287618 Heat Transfer Characteristics of a Nanofluid within a Heated Lid-Driven Cavity Using Multiscale Modeling Techniques

Wednesday, October 31, 2012: 4:03 PM
415 (Convention Center )
John Shelton, Mechanical Engineering, Carnegie Mellon University/National Energy Technology Laboratory, Pittsburgh, PA and C. F. Higgs III, Mechanical Engineering, Carnegie Mellon University, Pittsburgh, PA

Drilling fluids are a critical component in the exploration process for

new geothermal energy resources and significant interest has been

expressed recently to enhance their overall heat transfer characteristics

with the addition of nanoparticle suspensions.

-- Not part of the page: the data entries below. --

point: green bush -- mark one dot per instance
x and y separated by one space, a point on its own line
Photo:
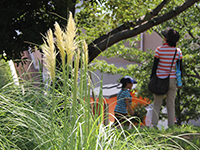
5 73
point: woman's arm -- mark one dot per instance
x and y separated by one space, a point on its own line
155 66
129 106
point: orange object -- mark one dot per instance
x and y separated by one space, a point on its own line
112 102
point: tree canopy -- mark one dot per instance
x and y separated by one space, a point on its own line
105 22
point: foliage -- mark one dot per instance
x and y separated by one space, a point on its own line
24 21
5 73
139 112
187 24
47 118
104 22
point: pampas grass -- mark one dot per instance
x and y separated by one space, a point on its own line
48 49
37 120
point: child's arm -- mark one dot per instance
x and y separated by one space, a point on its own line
129 107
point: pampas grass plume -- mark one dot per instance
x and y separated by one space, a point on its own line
70 39
59 41
85 49
48 49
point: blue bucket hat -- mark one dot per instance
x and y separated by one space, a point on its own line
131 79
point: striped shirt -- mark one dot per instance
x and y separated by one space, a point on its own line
165 54
121 105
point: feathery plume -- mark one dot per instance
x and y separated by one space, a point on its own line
70 39
59 41
77 65
49 54
85 49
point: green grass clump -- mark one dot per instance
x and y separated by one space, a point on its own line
58 116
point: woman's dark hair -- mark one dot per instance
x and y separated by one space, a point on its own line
171 36
124 82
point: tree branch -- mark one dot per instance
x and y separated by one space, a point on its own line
139 21
96 48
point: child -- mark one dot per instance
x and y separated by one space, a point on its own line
124 100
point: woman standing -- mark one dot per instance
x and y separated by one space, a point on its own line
124 101
162 62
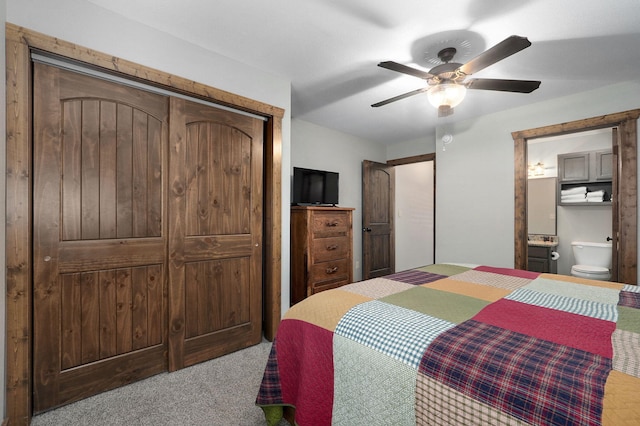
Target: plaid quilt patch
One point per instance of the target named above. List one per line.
(401, 333)
(415, 276)
(531, 379)
(630, 299)
(270, 392)
(588, 308)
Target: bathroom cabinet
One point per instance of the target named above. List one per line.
(539, 259)
(592, 169)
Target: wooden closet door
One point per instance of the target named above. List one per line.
(99, 239)
(215, 232)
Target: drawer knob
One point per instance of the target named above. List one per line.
(332, 270)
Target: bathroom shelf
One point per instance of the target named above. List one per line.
(591, 169)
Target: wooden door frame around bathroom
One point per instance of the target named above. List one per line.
(625, 221)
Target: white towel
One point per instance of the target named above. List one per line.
(576, 197)
(572, 191)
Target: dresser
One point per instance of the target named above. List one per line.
(321, 249)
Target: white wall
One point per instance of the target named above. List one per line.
(414, 215)
(318, 147)
(475, 175)
(90, 26)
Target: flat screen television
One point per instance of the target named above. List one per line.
(314, 187)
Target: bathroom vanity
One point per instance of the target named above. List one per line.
(542, 254)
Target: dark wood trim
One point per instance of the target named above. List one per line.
(520, 223)
(626, 199)
(19, 43)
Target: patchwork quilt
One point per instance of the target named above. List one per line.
(457, 345)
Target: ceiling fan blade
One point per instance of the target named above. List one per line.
(520, 86)
(394, 66)
(505, 48)
(397, 98)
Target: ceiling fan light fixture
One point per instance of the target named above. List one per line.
(446, 96)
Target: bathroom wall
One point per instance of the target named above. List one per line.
(574, 223)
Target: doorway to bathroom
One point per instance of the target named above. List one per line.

This present work uses a

coupled computational fluid dynamics/molecular dynamics framework to

characterize the unique spatially dependent thermal conductivity that

occurs within a fluid that contains various concentrations of suspended

nanoparticle. The characterization of this 'nanofluid' is performed within

the well-established heated lid-driven cavity problem and compared with

published computational results of a homogeneous fluid with an isotropic

thermal conductivity. The macroscopic fluid dynamics of the system is

modeled using the staggered grid finite difference method to describe the

incompressible Navier-Stokes equations. The thermal conductivity is

calculated at the nanoscale using non-equilibrium molecular dynamics

simulations at four locations within the cavity. Nanoscale/macroscale

coupling techniques that account for the variability in both heat transfer

characteristics and the thermal conductivity of the nanofluid due to

temperature and nanoparticle concentration is outlined.